Psoriasis is an inflammatory skin disease that affects ~125 million individuals worldwide. The condition is genetic: there is a 10% chance of developing psoriasis if one parent has this disease. Recent evidence shows that psoriasis may also have an epigenetic component, studies have found dysregulated DNA methylation levels in psoriasis patients (to learn more about epigenetics, read my previous article).
Symptoms of psoriasis include red dry patchy skin with a silvery appearance on the surface. These lesions are also called plaques and can be very itchy and sore. Plaques around joints can be uncomfortable and often bleed more. Symptoms usually appear during early teens to mid-twenties, but can show up at any age. Triggers include sunburn, medications, infections, and stress.
Many celebrities have opened up about their personal experience with psoriasis, including Kim Kardashian and supermodel Cara Delevingne, and how it has affected their confidence.
“It is a mental thing as well because if you hate your body and the way you look, it just gets worse and worse,” Cara Delevingne told the Times.
Not only does psoriasis affect mental health and self-esteem but also the quality of life (QOL) with 60% of sufferers saying it affects their QOL.
Pathogenesis & Physiology
The skin is divided into 3 main layers: epidermis, dermis, and the subcutaneous layer. The epidermis itself is made up of developing skin cells called keratinocytes, which have coined the name due to being full of the protein: Keratin. The thickness of the uppermost layer is usually regulated, however, in psoriasis, the skin cells are replaced faster than normal.
In psoriasis, the keratinocytes are abnormal in shape, development, and structure. Due to their abnormality in maturation, these keratinocytes which are usually flattened in shape, have retained their nuclei causing a bumpier appearance.
Further to this, the cells do not adhere properly as they are producing less adhering molecules and do not fit together as well as usual, so this causes breaks in the skin, giving rise to the scaly appearance.
Inflammation & Immune Response
We all have small microbes living on the surface of our skin. When we get a cut in our skin, these microbes may be able to enter and cause an infection. Dendritic cells (a type of immune cell) help to break down the invading microbe. The fragments of the microbe are passed onto T-cells that release small proteins called cytokines i.e. interleukins (IL-12, IL-23, IL-17) and TNF-alpha.
This process results in increased proliferation of keratinocytes and recruits other immune cells to the site of infection. The diagram below demonstrates the complex immune response seen when there is trauma to the skin and how inflammation is kept going in a loop.
Once the microbe has been destroyed in normal skin, proliferation eventually returns to normal. However, in psoriasis, this immune response is not turned off and cells continue to proliferate which leads to a thicker layer of cells, this explains the red bumpy lesions. Once psoriasis is triggered there is no going back, and there is also no cure for this skin disease.
Treatment & Trials
There are 3 main types of treatment for psoriasis: topical, phototherapy, and systemic. Topical treatment involves treating the affected area with special creams i.e. aqueous cream or ointments. Some creams can be brought without a prescription, whilst others have to be prescribed by the GP. Phototherapy, a method used by Kim Kardashian herself, involves treating the skin lesions with specific UV light. Finally, systemic treatment can be the use of medication, both orally and via injection. Most patients try different types of treatment options to see what works for them and often use a combination of these methods.

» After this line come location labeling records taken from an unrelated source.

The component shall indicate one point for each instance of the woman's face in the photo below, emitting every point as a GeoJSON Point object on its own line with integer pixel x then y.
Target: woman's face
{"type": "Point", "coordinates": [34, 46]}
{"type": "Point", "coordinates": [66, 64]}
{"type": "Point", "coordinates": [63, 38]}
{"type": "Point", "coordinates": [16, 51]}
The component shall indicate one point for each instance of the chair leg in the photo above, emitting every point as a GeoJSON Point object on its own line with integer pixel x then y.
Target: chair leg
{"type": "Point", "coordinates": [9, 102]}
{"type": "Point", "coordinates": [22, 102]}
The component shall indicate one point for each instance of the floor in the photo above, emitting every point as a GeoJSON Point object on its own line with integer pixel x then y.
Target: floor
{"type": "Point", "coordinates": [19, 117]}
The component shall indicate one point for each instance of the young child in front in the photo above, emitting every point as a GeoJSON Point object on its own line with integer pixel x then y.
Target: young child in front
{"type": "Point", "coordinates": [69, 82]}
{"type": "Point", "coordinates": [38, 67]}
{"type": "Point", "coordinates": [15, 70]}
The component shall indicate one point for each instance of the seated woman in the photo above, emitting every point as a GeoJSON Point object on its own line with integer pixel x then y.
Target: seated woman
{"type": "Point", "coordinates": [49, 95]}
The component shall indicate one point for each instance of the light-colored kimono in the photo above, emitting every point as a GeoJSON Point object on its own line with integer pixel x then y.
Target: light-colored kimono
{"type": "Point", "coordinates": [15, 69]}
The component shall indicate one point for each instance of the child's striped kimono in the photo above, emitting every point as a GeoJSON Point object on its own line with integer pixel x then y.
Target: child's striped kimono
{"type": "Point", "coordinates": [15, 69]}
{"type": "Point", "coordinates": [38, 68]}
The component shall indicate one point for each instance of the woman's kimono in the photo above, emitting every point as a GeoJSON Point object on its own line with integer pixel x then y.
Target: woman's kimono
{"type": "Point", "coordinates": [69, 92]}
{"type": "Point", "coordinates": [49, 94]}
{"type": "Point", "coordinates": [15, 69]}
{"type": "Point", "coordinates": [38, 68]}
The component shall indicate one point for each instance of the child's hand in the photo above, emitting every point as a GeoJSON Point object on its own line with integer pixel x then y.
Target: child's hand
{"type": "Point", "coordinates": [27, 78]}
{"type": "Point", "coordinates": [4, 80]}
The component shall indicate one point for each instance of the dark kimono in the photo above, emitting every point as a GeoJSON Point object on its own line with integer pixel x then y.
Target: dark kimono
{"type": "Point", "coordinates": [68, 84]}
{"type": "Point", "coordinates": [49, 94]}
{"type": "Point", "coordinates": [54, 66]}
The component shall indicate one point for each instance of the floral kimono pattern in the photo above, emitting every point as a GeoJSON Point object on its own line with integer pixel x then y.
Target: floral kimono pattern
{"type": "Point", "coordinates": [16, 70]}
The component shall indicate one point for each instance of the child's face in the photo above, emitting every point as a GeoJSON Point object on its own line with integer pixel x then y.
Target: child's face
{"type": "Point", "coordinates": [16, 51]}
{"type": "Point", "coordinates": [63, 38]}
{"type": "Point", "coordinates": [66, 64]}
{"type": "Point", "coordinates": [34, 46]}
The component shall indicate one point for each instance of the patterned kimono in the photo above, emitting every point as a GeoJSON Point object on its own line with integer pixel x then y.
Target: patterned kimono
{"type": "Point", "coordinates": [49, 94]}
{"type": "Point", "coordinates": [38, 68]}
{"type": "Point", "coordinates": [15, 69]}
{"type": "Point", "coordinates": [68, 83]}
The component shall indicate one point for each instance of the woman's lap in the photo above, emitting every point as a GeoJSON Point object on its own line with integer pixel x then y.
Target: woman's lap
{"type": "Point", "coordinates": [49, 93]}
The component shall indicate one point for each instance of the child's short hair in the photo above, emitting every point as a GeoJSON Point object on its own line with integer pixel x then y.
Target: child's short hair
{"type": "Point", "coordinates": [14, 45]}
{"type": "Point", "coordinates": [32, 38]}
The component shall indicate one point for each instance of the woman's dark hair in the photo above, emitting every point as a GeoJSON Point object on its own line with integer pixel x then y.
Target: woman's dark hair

Scientists have a better understanding of the immune response and the role it plays in psoriasis than they did decades ago. This new perception has helped launch research into better more targetted drug therapy. A placebo double-blind clinical trial in 2015 by Papp et al. looked at the effect of the monoclonal antibody Tildrakizumab as an inhibitor of Interleukin-23 (IL-23).
The study involved 355 patients with chronic plaque psoriasis. The results were promising as there was a significant improvement in plaque psoriasis in individuals given Tildrakizumab compared to those given the placebo. Further to this, there were no severe side effects reported by individuals. This shows that there is potential in treating psoriasis by inhibiting the cytokines that are released as part of the immune response and thus stopping keratinocyte proliferation.
Drugs take a very long time, often up to 10–15 years, to end up on our shelves or behind the counter. Clinical trials have many phases from phase 0 to phase IV, drugs can get all the way to phase III and fail. Hence why it is important studies are repeated on large cohorts, side effects closely observed, and approval from larger regulatory bodies received.
By understanding the mechanism at work behind psoriasis, this can help scientists improve their drug design and target molecules more precisely. There are several drugs in the pipeline for this condition already, and as we’ve observed from Papp et al., some of these show promising results! Hopefully, in a decade or two, we’ll be able to treat psoriasis more effectively and fewer people will suffer from this painful plaque disease.